Working with genomics data#

Genomic data can reach large volumes and is typically stored in domain-specific file formats such as CRAM, BAM or VCF. In MODOs genomics files are linked to a metadata element and directly stored within the object. To access region-specific information without downloading the entire file the remote storage is linked to a htsget server that allows secure streaming over the network.

Data streaming#

MODOs supports streaming of data from CRAM, BAM, VCF and BCF files to access specific genomic regions. In MODOs

from modos.api import MODO

# Load MODO from remote storage
modo=MODO(path= 's3://modos-demo/ex', endpoint = 'http://localhost')

# Stream a specific region
modo.stream_genomics(file_path = "demo1.cram", region = "BA000007.3")
# Stream chromosome BA000007.3 from modos-demo/ex/demo1.cram
modos --endpoint http://localhost stream --region BA000007.3 s3://modos-demo/ex/demo1.cram

Warning

We highly recommend using the MODOs CLI for streaming. The output can directly be passed to tools like samtools. Streaming using the MODOs python api will return a pysam object. pysam does not allow reading from byte-streams and thus the streamed region will be written into an temporary file before parsing to pysam. For large files/regions this can cause issues.

Data encryption and decryption#

Genomic data is typically sensitive, and data sharing increases the risk to data security. MODOs supports Crypt4GH, an encryption format developed by the Global Alliance for Genomics and Health (GA4GH). Crypt4GH encryption is based on authenticated envelope encryption that will encrypt the data itself as well as the key to decrypt the data.

In MODOs, all genomic files can be encrypted or decrypted with a single command call:

from modos.api import MODO

# Load local MODO
modo = MODO(path = "data/ex")

# Show all files
modo.list_files()
# [PosixPath('data/ex/demo1.cram'),
# PosixPath('data/ex/demo1.cram.crai')]

# Encrypt genomic files using the public key stored at "path/to/recipient.pub"
modo.encrypt("path/to/recipient.pub")

# Files were encrypted
modo.list_files()
# [PosixPath('data/ex/demo1.cram.c4gh'),
# PosixPath('data/ex/demo1.cram.crai.c4gh')]
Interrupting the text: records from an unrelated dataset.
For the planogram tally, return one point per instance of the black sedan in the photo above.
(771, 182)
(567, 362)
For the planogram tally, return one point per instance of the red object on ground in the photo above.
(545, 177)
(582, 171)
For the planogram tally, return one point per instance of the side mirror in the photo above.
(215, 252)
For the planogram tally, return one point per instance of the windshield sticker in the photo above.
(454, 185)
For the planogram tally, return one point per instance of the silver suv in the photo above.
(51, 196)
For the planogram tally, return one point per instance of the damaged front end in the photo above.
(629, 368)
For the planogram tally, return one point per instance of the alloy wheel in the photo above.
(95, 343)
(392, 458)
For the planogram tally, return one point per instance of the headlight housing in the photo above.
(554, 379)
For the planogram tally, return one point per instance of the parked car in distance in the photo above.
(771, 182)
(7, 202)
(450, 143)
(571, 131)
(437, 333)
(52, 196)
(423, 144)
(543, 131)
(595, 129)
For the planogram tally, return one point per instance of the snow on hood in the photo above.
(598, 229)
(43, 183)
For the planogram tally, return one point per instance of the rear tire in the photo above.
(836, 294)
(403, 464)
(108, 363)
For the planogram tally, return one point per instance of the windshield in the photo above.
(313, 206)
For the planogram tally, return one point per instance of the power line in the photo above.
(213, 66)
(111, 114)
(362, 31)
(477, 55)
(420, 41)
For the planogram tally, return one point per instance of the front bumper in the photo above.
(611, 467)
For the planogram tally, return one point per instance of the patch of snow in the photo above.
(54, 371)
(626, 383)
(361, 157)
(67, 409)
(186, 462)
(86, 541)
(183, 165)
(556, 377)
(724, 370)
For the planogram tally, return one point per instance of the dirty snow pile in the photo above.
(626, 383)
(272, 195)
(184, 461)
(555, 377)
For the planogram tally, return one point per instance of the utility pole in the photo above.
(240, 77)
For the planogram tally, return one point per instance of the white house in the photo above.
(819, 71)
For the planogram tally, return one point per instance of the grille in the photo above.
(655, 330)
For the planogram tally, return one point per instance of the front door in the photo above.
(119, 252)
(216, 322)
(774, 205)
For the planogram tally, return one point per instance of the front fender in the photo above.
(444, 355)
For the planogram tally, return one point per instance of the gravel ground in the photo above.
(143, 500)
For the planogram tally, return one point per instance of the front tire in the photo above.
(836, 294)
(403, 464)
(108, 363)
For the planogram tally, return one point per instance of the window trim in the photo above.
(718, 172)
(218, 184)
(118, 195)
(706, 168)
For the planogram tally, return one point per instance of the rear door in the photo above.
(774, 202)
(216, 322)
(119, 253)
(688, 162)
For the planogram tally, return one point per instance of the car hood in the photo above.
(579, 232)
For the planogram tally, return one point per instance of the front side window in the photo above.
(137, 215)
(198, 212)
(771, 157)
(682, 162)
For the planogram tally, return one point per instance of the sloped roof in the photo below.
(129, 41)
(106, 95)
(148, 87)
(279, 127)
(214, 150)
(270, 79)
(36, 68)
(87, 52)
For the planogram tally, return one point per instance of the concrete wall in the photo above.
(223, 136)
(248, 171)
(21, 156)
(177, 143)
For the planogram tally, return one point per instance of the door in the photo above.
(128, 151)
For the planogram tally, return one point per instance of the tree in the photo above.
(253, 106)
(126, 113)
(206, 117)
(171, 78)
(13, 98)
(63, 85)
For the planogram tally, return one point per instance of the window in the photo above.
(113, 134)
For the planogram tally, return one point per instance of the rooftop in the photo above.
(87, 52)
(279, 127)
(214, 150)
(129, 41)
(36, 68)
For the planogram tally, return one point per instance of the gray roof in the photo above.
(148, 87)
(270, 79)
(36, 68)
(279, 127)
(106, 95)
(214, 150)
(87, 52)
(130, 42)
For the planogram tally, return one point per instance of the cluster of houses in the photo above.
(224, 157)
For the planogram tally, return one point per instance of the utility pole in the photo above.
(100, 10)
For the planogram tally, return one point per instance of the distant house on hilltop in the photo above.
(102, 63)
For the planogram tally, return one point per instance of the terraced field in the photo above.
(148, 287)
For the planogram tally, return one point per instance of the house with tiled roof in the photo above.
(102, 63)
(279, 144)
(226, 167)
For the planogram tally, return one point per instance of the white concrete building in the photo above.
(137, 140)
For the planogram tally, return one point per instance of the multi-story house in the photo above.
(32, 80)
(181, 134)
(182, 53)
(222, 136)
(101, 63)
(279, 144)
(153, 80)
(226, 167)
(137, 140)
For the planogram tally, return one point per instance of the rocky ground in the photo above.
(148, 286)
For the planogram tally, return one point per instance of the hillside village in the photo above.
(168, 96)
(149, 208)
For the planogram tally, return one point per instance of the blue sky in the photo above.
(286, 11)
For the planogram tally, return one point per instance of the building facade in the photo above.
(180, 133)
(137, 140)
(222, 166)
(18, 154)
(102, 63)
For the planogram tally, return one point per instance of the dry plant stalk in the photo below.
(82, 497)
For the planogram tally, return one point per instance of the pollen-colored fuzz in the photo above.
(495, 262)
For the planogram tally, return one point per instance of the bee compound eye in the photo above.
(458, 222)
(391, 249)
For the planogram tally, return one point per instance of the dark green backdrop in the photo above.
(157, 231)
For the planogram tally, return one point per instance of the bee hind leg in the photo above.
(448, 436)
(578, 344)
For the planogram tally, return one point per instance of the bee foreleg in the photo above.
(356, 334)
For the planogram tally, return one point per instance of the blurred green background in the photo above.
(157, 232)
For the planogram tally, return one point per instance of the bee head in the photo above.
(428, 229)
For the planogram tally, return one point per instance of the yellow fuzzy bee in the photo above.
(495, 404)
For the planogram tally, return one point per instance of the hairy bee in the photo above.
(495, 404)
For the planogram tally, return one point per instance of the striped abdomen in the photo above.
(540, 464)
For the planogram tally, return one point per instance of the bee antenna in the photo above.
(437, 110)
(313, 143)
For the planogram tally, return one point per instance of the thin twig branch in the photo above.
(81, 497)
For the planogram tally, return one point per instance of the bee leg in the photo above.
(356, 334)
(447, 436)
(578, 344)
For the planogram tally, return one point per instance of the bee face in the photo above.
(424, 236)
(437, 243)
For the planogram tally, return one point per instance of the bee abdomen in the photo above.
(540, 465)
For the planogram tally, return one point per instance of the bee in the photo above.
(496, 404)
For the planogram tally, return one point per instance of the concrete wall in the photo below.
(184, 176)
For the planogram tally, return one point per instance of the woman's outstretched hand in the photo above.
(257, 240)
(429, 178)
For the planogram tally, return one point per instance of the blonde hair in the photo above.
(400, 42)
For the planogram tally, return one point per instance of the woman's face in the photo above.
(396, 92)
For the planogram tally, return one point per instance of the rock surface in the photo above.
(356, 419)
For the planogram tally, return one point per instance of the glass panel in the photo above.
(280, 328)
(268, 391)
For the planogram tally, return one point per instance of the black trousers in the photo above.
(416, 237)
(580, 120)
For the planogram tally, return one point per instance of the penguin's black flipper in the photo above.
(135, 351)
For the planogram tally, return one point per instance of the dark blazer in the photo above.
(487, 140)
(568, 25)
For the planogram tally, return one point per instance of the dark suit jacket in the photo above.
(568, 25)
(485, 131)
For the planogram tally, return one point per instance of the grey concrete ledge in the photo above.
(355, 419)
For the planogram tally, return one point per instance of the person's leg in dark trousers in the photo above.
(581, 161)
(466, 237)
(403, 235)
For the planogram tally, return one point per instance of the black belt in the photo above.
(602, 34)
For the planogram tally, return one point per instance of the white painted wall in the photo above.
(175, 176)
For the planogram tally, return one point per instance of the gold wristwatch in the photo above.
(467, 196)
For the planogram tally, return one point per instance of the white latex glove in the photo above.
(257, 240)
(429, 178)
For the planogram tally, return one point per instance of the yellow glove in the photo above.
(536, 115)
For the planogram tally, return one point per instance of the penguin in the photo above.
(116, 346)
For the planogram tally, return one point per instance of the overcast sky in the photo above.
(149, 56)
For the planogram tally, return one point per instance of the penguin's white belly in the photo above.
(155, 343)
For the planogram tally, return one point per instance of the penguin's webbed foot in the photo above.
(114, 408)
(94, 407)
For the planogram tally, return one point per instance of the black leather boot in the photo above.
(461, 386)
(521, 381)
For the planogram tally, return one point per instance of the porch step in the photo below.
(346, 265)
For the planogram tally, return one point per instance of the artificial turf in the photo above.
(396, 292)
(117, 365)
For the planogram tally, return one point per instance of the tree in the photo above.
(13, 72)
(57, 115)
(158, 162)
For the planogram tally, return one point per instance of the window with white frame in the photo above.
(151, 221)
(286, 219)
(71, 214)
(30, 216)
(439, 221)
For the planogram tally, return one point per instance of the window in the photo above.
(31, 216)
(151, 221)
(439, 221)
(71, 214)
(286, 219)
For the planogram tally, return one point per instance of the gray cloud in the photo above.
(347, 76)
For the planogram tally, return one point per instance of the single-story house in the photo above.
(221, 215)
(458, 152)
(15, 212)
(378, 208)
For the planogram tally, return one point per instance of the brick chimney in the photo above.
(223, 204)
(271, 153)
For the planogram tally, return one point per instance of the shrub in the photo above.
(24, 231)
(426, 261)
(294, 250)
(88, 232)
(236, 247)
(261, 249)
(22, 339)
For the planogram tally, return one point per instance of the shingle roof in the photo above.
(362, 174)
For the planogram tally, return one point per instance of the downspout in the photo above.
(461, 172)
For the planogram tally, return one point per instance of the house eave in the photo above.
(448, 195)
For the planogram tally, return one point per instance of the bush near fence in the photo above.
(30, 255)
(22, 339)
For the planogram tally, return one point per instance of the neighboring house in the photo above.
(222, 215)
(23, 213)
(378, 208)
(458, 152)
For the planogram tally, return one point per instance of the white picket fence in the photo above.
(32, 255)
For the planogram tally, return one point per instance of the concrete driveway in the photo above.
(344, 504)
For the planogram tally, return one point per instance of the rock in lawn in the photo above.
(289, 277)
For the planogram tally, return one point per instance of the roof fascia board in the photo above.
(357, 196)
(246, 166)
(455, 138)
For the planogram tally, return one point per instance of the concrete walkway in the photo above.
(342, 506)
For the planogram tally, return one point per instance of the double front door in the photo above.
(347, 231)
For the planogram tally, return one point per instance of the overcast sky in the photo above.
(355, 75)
# Decrypt genomic files using the secret key stored at "path/to/recipient.sec"
modo.decrypt("path/to/recipient.sec")

# Files were decrypted
modo.list_files()
# [PosixPath('data/ex/demo1.cram'),
# PosixPath('data/ex/demo1.cram.crai')]
# Encrypt genomic files in data/ex using the public key stored at "path/to/recipient.pub"
modos c4gh encrypt -p path/to/recipient.pub /data/ex


# Decrypt encrypted files in data/ex using the secret key stored at "path/to/recipient.sec"
modos c4gh decrypt -s path/to/recipient.sec /data/ex

Note

Only local modos can be encrypted or decrypted, but not remote objects.